Maersk improved profitability across its business and delivered strong cash flow despite the impact of the COVID-19 pandemic, growing EBITDA by 39% to US$2.3bn in the third quarter.
Although revenue dropped by 1.4% to US$9.9bn, the improvement in performance was based on stringent cost control, capacity management, a focus on customer offerings with greater uptake of digital services and some benefit from a recovery in demand compared to Q2.
Søren Skou, CEO of A.P. Moller – Maersk, said: “Despite COVID-19 negatively affecting activities in most of our businesses, our disciplined execution of the strategy led to solid earnings and cash flow growth in Q3.
“At the same time, we managed to further integrate and simplify the organisation in Ocean and Logistics, we closed the acquisition of KGH Customs Services and continued the integration of Performance Team, supporting our strong financial performance in Logistics and Services.”
The Danish company’s ocean business drove the gains despite volumes falling by 3.6%. Profitability improved by US$511m to US$1.8bn, reaching an EBITDA margin of 25%, following capacity adjustments, lower costs and a temporary spike in short-term freight rates due to a sudden demand pick-up on some routes.
The free cash flow generation of US$3.0bn in the first nine months of 2020 allowed the company to return cash to shareholders, finance acquisitions and reduce debt with net interest-bearing debt decreasing further to US$10.8bn by the end of Q3 compared to US$11.7bn by the end of 2019.
Based on the strong financial performance, Maersk’s board of directors has decided to initiate a share buy-back programme worth around US$1.6bn over a period of up to 15 months, starting with US$500m in December.
The remaining part of the share buy-back is subject to shareholder approval at the next Annual General Meeting in March 2021.
Skou added: “Throughout the pandemic, our main priorities have been keeping our employees safe, keeping our global network and ports operating to serve our customers and supporting the societies we are part of. This continues to be our focus as demand has begun to partially recover.
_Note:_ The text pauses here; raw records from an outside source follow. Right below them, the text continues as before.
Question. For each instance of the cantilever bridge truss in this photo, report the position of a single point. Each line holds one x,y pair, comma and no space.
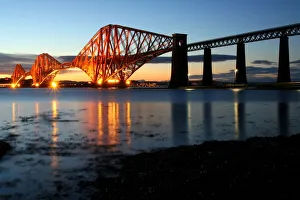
114,52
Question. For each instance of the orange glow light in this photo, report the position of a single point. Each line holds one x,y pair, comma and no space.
113,81
54,85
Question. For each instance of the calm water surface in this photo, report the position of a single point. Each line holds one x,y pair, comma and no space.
57,136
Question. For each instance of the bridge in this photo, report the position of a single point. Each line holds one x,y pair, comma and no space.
115,52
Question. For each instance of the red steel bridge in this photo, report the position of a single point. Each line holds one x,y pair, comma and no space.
115,52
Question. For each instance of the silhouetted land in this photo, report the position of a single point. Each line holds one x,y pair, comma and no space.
255,168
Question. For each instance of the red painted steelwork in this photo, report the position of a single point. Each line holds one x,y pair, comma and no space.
116,52
18,73
43,66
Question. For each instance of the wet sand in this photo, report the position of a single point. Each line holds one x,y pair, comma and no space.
4,147
255,168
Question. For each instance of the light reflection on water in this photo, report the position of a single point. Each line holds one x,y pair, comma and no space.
56,134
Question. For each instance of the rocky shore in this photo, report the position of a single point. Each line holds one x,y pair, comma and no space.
255,168
4,147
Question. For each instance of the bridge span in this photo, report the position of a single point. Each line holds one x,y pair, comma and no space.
179,76
115,52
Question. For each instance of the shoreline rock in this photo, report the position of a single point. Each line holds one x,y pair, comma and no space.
4,147
258,167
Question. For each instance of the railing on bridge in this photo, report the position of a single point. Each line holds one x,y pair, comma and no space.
266,34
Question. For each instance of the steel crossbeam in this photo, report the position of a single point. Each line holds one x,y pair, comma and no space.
267,34
116,52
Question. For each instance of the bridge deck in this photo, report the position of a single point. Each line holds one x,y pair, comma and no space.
267,34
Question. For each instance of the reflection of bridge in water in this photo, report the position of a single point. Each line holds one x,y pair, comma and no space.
115,52
112,123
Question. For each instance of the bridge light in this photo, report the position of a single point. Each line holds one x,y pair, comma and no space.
54,84
113,81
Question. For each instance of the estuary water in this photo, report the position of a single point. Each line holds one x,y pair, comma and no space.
58,135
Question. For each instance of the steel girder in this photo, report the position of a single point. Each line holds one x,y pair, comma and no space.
266,34
116,52
18,73
42,67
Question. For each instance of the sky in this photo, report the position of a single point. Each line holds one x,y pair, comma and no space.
64,27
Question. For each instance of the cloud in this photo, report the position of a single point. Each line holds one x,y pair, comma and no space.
295,62
9,61
263,62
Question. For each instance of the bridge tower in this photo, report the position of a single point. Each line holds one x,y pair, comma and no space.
240,74
284,61
207,68
179,71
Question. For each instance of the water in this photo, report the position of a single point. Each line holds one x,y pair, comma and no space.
59,135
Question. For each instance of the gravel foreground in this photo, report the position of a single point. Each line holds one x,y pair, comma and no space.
255,168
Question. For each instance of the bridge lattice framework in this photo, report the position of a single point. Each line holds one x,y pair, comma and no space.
116,52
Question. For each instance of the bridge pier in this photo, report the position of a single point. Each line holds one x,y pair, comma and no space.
179,71
207,68
240,73
284,63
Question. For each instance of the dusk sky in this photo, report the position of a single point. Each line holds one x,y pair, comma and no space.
64,27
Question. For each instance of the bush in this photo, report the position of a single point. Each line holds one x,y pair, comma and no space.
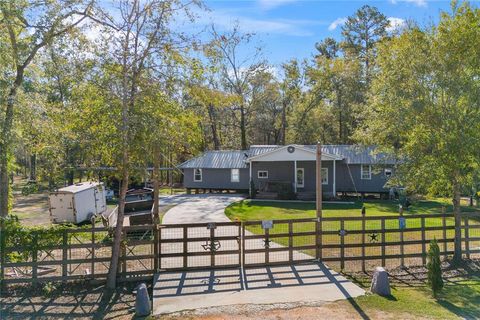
434,267
253,191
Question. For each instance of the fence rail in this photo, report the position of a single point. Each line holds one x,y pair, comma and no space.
350,243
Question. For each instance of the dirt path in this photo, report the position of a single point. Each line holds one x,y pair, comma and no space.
339,310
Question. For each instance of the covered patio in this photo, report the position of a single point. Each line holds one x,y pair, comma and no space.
293,165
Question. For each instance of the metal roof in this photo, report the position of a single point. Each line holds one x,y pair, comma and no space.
352,154
78,187
231,159
356,154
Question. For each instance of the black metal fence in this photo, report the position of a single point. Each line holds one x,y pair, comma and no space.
348,243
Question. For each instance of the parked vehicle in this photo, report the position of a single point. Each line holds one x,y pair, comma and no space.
109,194
77,203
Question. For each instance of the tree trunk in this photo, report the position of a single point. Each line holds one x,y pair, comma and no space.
5,143
457,256
156,187
33,167
283,134
117,238
243,129
213,126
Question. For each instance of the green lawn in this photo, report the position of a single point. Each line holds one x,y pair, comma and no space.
459,299
272,210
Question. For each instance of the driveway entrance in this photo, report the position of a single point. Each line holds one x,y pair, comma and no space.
208,261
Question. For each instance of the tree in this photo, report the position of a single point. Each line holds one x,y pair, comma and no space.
424,106
362,32
434,267
28,33
142,47
236,71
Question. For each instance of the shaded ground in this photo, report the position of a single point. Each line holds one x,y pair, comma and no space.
260,210
75,301
410,299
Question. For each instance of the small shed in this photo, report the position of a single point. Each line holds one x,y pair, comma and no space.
77,203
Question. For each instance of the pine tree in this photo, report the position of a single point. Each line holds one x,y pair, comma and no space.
434,267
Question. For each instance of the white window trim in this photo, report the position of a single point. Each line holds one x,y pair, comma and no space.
258,174
303,172
195,176
385,172
362,171
326,177
231,176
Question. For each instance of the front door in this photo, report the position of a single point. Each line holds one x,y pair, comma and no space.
300,178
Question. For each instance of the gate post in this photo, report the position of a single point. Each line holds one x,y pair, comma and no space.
318,223
156,256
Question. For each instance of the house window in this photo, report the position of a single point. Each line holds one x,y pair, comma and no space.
197,175
300,177
366,172
324,175
388,172
263,174
235,175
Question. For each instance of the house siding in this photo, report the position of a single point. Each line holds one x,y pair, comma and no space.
216,179
277,171
344,180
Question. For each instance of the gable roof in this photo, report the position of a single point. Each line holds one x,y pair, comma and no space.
232,159
311,152
224,159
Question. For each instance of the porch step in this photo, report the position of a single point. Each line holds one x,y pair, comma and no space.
306,195
267,195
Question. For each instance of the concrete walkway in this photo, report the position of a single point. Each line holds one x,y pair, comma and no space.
303,283
178,291
199,208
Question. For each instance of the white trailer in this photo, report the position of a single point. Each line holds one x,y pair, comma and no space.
77,203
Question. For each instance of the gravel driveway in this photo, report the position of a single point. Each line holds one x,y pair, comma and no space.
198,208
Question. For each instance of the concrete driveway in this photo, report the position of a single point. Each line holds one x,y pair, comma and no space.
199,208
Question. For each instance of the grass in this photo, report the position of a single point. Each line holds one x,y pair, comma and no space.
273,210
460,298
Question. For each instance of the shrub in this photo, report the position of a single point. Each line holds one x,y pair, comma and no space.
434,267
253,191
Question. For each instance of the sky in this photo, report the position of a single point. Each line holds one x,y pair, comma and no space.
287,29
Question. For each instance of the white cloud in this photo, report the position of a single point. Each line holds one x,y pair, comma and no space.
335,24
271,4
395,24
419,3
226,19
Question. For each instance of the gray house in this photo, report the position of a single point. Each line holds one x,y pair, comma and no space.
346,169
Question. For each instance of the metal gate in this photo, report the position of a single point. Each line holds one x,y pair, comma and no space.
272,242
198,246
235,244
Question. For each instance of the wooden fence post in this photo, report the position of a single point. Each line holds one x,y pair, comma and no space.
35,258
156,245
363,239
267,246
444,224
290,241
124,253
467,237
402,239
65,256
212,247
185,247
342,244
383,242
424,245
3,239
93,249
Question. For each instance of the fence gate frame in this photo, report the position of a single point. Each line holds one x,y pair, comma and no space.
207,236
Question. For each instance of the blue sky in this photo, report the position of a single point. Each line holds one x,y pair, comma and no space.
290,28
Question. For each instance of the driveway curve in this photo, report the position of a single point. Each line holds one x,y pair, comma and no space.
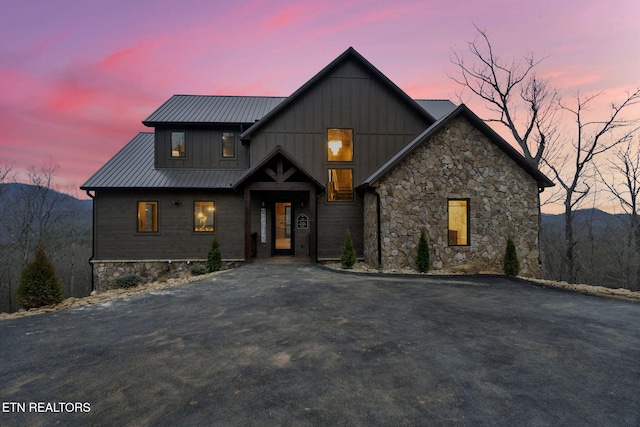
300,345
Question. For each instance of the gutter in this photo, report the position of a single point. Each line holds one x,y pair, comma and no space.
93,237
373,191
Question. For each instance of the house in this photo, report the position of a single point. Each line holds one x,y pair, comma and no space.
287,176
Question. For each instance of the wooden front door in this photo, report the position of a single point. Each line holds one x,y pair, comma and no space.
283,231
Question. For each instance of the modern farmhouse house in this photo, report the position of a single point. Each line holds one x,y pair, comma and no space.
287,176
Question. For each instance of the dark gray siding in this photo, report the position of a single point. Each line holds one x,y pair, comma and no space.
349,97
203,148
116,220
334,220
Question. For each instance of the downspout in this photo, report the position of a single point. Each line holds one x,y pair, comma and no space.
93,237
373,191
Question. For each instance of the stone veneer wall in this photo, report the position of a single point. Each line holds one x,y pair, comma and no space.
105,273
456,162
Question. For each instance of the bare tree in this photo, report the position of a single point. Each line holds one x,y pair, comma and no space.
625,165
589,139
517,98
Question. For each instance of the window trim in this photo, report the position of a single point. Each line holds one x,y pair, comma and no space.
186,145
468,205
353,190
194,229
235,146
157,217
326,145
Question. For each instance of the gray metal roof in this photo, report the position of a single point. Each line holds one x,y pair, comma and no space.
213,109
543,181
133,167
438,108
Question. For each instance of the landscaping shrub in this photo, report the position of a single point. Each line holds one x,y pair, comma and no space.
422,260
128,280
510,263
348,255
198,269
39,285
214,259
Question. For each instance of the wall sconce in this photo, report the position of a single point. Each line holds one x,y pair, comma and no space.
335,146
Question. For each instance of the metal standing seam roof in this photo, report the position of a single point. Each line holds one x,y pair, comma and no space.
543,181
213,109
133,167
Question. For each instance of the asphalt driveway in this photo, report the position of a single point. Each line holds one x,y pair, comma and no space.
299,345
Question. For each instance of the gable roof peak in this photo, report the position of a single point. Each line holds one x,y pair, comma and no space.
350,52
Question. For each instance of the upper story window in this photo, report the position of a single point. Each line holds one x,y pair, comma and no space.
147,217
178,145
203,216
228,145
458,222
340,145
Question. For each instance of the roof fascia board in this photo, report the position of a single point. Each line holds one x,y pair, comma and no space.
349,52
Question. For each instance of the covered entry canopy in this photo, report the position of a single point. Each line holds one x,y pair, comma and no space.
278,177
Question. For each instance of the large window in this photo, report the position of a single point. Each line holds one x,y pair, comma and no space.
340,185
340,145
178,145
228,144
147,217
458,222
203,216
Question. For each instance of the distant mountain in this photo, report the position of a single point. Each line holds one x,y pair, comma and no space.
601,221
67,209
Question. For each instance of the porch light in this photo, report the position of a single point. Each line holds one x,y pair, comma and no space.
335,146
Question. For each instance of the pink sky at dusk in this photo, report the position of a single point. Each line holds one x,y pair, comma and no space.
78,77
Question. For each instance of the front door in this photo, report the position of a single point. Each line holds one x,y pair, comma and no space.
283,228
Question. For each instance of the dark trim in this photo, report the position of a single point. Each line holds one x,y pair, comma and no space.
157,231
235,146
373,191
193,212
350,52
186,145
452,199
93,238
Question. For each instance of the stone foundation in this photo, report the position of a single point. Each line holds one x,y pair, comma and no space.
105,273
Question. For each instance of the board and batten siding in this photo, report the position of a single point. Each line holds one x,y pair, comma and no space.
349,97
117,237
203,148
352,98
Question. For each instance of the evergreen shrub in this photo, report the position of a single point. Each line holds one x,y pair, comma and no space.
348,255
39,285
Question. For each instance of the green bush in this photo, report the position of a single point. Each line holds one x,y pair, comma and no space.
198,269
510,263
128,280
422,260
214,259
39,285
348,255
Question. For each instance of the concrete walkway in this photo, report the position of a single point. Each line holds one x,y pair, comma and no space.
299,345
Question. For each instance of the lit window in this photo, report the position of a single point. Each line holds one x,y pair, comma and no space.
178,145
458,222
228,144
147,217
340,145
340,185
203,215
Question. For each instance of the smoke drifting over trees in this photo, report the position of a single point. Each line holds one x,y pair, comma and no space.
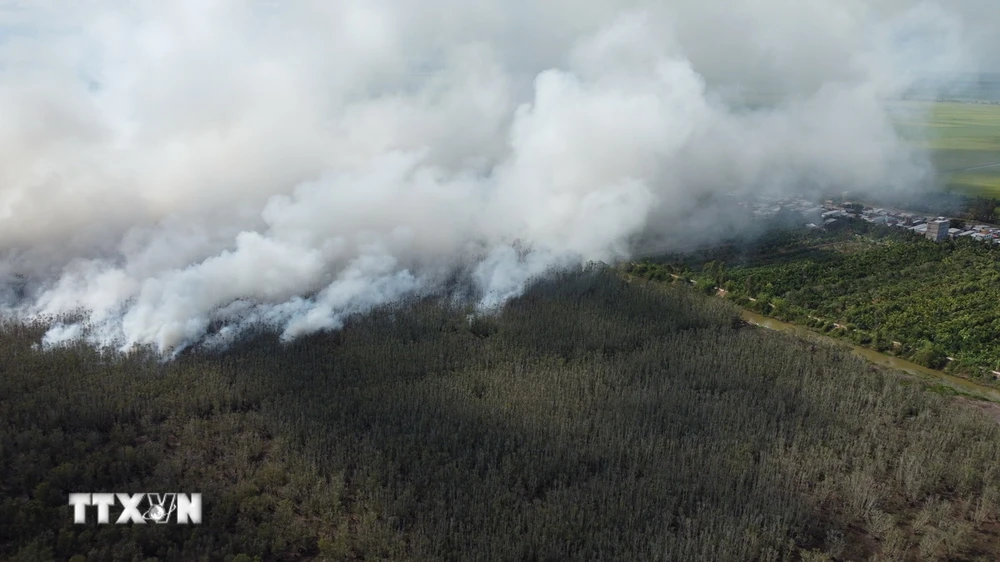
176,171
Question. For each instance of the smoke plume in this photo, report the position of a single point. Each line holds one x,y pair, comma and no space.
172,172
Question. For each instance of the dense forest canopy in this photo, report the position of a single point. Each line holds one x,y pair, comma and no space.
591,418
883,287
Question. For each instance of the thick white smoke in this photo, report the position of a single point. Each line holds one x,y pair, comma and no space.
171,172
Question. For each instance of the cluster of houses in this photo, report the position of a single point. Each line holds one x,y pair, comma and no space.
937,228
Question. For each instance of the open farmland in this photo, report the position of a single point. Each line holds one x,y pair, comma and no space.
964,140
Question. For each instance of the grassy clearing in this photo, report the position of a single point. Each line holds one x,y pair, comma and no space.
962,137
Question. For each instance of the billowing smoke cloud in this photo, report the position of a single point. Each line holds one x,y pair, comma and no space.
176,171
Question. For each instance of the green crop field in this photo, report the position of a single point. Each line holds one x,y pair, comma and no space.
964,140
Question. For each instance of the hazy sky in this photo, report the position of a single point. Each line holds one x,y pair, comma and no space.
169,165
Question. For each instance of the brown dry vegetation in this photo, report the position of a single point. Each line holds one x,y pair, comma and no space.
589,419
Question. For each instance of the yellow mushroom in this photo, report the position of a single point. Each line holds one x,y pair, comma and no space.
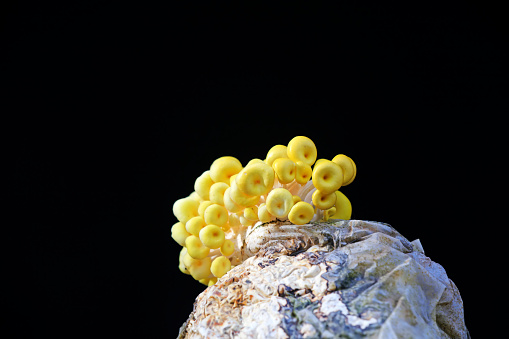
185,208
216,214
302,149
285,170
182,265
240,198
348,167
327,177
220,266
200,269
276,152
301,213
233,220
223,168
212,236
195,247
253,161
203,206
323,201
303,172
195,196
263,213
230,204
296,199
179,233
255,180
216,192
251,213
195,224
227,248
343,207
202,185
279,202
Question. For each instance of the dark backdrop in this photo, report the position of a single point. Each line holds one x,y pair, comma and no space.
115,107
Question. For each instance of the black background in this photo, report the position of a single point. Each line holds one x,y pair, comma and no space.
115,107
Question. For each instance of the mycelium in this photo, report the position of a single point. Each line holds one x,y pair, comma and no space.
230,200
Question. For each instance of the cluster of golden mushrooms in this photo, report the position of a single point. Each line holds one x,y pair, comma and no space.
229,198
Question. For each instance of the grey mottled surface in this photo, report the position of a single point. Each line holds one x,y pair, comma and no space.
339,279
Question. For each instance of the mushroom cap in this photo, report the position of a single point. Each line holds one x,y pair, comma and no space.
229,203
195,247
256,179
195,224
216,214
348,166
216,192
301,213
185,208
212,236
223,168
303,149
285,170
240,198
202,185
327,177
220,266
276,152
303,172
323,201
179,233
279,202
263,213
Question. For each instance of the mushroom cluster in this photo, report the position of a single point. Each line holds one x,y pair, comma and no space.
229,200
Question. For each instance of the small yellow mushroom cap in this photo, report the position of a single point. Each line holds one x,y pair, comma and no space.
301,213
251,213
229,203
254,161
202,185
343,207
185,208
285,170
240,198
195,196
179,233
195,247
216,192
200,269
216,214
203,206
302,149
276,152
223,168
220,266
303,172
233,220
348,166
263,213
195,224
227,248
212,236
323,201
256,179
279,202
327,177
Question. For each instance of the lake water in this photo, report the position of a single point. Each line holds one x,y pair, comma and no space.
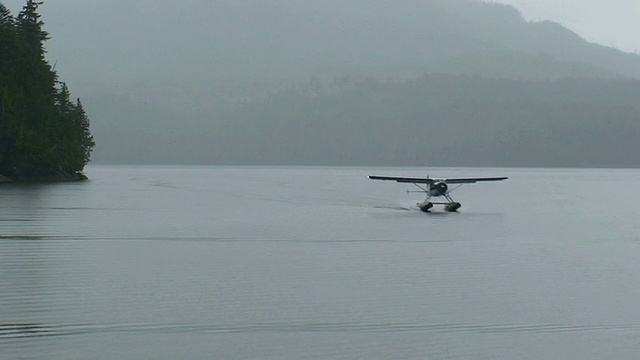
320,263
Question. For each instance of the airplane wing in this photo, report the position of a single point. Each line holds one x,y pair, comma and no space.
472,180
432,181
404,180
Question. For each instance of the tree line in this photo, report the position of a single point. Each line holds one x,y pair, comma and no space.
43,133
“Our progress in earnings and in our transformation allows us to look confidently past the extraordinary 2020, however we remain well aware of the high level of uncertainty the pandemic and associated lock downs continue to pose in the coming quarters.”
For the full year, Maersk expects EBITDA before restructuring and integration costs to be in the range of US$8.0-8.5bn from previously between US$7.5-8.0bn.
The global demand growth for containers is expected to contract by 4-5% in 2020 due to COVID-19 while Maersk’s organic volume growth is now expected to be slightly below the average market growth.
For 2020, guidance on capital expenditures (CAPEX) is expected to be US$1.5bn, and with the expectation of a high cash conversion (cash flow from operations compared to EBITDA).
For 2021-2022, the accumulated guidance on capital expenditures is expected to be between US$4.5-5.5bn with the expectation of a high cash conversion.